What I am going to talk about today is to take this approach one step further. Instead of running those tests just at application startup, they should be run every day, or every hour.
Yes, the operation team is suppose to have monitoring on the application, but unless they were part of the development process (or are a dedicated ops team), that still leaves you as the principal owner of knowledge in about the environment your application need. Even if you have a capable operation team, and they have very good understanding on your application, it is often best to support them by providing this functionality. It is very likely that you can get more information from your application that the operation team.
And if you don't have an operation team, you really want to be able to do that.
Now that we have taken care of the motivation for this approach, let us see what exactly we are talking about.
Environment validation means that you validate the your entire environment is in a state that allows your application to run in full capacity. I am going to list a few things that I think are essential for many applications, I am sure that I am going to miss some, however, feel free to add more items to the list.
- Certificate's valid and expire in more than a month.
- Domain registration expires in than one month.
- For each server in the application (web, database, cache, application):
- Server is alive and responding (within specified time).
- Server's HD has more than 10% free space.
- Server CPU usage is less than 80%
- Associated 3rd party servers are responding within their SLA.
- Sample execution of common scenarios finish successfully in a specified time frame.
- Number of faults (non critical ones) in the application is below the threshold.
- No critical fault (critical defined as taking the entire system down).
- Current traffic / work on the system is within expected range (too low, and we may have external network issue, too high, and we need to up our capacity).
- Application audit trail is updated. (Can do the same for log, if required).
- System backup was performed and completed successfully.
- All batch jobs have been run and completed successfully.
- Verify the previously generated faults has been dealt with.
Those are the generalities, I am pretty sure that you can think of a lot more that fit your own systems.
The important thing to remember here is that you should treat this piece as a core part of the application infrastructure. In many production environment, you simply cannot get access. This is part of the application, and should be deployed with the application. At any rate, it should be made clear that this is part of the deployment program, not just useless appendix.

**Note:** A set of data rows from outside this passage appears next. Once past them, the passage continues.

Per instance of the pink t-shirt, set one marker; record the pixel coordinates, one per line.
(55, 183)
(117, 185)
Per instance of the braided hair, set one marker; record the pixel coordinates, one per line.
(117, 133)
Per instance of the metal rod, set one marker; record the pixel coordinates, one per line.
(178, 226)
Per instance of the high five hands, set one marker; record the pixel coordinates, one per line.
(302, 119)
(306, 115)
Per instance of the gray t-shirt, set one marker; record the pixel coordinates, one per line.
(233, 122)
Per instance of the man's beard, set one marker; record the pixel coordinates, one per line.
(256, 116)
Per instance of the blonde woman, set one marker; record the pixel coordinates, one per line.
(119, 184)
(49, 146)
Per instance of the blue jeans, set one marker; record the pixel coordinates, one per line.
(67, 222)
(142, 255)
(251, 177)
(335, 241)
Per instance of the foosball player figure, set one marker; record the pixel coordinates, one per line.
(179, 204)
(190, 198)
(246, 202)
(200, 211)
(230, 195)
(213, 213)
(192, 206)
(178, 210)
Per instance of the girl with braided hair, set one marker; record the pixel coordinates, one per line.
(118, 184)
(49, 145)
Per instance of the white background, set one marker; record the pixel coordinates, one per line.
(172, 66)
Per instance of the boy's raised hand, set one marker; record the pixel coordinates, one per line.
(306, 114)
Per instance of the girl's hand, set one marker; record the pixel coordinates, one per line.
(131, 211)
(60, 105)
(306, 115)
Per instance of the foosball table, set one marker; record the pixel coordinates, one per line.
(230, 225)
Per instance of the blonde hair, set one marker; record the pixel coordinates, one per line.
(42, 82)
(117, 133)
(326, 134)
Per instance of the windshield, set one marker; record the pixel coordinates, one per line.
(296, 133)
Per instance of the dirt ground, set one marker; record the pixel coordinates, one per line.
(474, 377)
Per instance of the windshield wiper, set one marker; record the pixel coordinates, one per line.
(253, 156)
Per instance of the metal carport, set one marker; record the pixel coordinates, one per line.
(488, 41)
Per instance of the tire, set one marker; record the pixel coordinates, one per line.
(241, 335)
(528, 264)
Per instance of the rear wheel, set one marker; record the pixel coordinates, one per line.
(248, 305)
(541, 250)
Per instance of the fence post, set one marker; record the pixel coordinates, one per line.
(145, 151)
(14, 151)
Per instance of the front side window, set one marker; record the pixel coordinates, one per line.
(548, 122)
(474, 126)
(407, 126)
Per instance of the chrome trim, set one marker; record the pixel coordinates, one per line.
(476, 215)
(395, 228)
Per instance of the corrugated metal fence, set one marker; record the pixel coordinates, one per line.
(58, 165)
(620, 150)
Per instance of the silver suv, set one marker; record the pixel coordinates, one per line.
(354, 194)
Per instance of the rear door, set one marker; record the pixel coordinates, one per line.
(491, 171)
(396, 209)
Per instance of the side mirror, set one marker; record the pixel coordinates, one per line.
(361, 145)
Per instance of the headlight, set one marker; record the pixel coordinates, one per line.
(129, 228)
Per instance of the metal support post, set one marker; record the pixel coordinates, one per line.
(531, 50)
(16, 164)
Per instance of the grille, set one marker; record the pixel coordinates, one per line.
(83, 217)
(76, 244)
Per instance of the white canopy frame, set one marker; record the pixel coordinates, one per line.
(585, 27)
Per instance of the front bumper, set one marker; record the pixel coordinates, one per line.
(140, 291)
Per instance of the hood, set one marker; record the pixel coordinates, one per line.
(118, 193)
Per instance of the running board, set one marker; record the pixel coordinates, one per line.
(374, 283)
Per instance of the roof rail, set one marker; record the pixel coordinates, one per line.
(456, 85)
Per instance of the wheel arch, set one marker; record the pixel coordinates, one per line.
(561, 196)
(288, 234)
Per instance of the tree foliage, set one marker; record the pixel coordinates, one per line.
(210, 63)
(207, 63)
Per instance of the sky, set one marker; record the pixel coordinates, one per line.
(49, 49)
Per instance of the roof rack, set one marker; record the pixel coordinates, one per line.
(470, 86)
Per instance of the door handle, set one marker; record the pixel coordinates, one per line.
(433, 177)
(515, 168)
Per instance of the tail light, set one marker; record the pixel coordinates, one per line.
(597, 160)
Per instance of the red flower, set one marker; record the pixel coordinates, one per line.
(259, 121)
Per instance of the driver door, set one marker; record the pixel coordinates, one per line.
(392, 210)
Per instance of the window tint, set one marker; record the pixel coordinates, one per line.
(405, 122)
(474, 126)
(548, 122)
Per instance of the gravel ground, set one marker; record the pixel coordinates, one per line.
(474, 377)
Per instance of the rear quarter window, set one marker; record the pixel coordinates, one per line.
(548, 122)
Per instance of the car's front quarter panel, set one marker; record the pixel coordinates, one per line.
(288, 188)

My preference would be to have a windows service to monitor my systems and alert when there are failures.
This is another important consideration, how do you send alerts? And when? You should have at least three levels of warnings: Warning, Error and Fatal. You send them according to the severity of the problem.
In all cases, I would log them to the event log at a minimum, probably send mail as well. For Error and Fatal levels, I would use SMS / generate alert to operation monitoring systems. If there are monitoring system in place that the operations team is using, it is best to route things through them. They probably have the ability to wake someone up in 3 AM already. If you don't have that, than an SMS is at least near instantaneous, and you can more or less rely on that to be read.
That is long enough, and I have to do some work today, so I'll just stop here, I think.